ICW: Gayus Tambunan Tetap Belum Miskin

gayus tambunan, pemiskinan, ICW, korupsi pajak

KBR68H, Jakarta - Aparat hukum diminta menginventarisasi aset milik terpidana korupsi perpajakan Gayus Tambunan. Ini menyusul temuan sebuah rumah yang dibeli Gayus di dekat penjara Sukamiskin, Bandung, Jawa Barat, tempat terpidana itu ditahan. LSM pegiat anti korupsi Indonesia Corruption Watch (ICW) menilai inventarisasi dapat dilakukan untuk melihat potensi harta tidak wajar yang kemungkinan dimiliki oleh keluarga dan kolega Gayus. Hasil pendataan itu bisa dipakai untuk menjerat orang-orang yang diduga menerima aliran uang dari Gayus. Kenapa Gayus tetap bisa membeli rumah ketika aparat hukum berkoar akan memiskinkan terpidana kasus koupsi di Ditjen pajak itu? Simak perbincangan KBR68H dengan Koordinator Divisi Monitoring Hukum dan Peradilan Indonesia ICW, Emerson Yuntho dalam program Sarapan Pagi

Sebetulnya upaya pemiskinan Gayus Tambunan ini sepertinya gagal ya?

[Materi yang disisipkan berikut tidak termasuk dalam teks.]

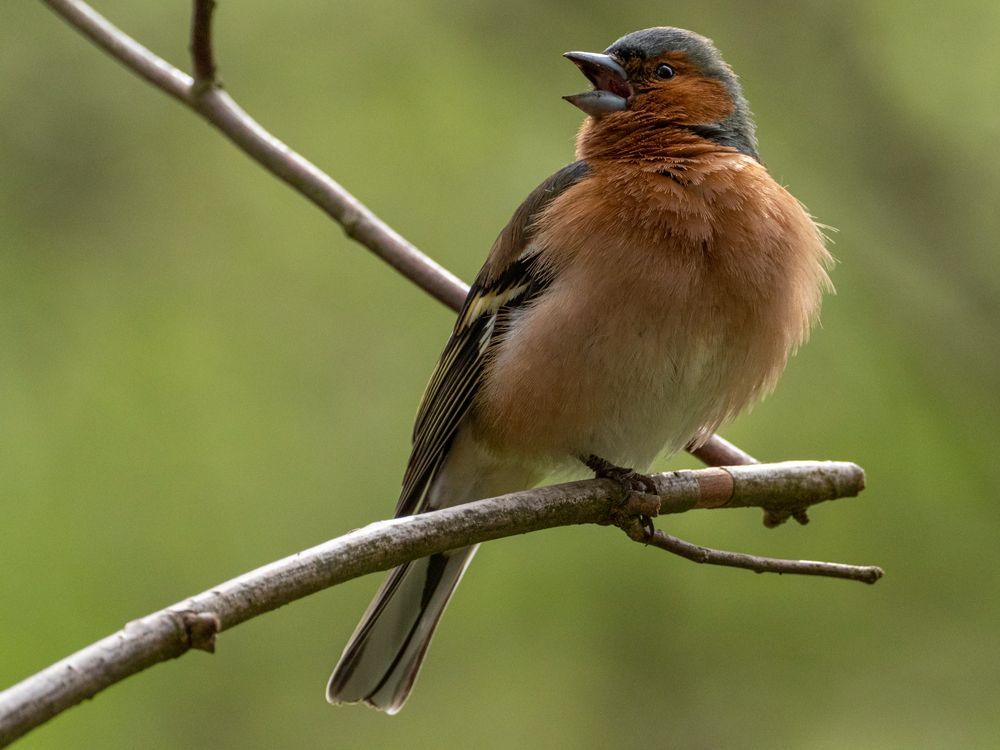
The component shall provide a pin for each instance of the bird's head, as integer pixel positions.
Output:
(661, 77)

Itu yang juga kita kritisi. Artinya upaya terhadap Gayus waktu itu presiden di 2011 itu pernah bikin Inpres 12 langkah untuk Gayus, salah satunya misalnya pemidanaan dan upaya mengembalikan uang negara dari kasus Gayus. Kita melihat sebenarnya belum tuntas 100 persen, pertama misalnya dari upaya pemiskinan Gayus tidak miskin-miskin banget. Kita mungkin masih ingat ketika Gayus di LP Cipinang dia sempat tertipu Rp 4,2 miliar, artinya uang dia masih banyak. Kemudian proses pemiskinan juga tergantung dari kasus mana yang dijerat dari kasus Gayus, Gayus dijerat ada empat kasus mulai dari pemalsuan, suap, gratifikasi sampai pencucian uang. Semua itu tergantung dari penelusuran aset-aset Gayus, baik aset barang kemudian juga transaksi keuangan. Apa yang dilakukan PPATK masih sebatas transaksi keuangan, aset barang itu belum di-tracking oleh penegak hukum lain. Kemungkinan uang itu dialihkan kepada pihak ketiga, istri, kerabat, sahabat termasuk juga mertua itu sangat mungkin terjadi dan itu yang belum dilakukan oleh kejaksaan atau kepolisian.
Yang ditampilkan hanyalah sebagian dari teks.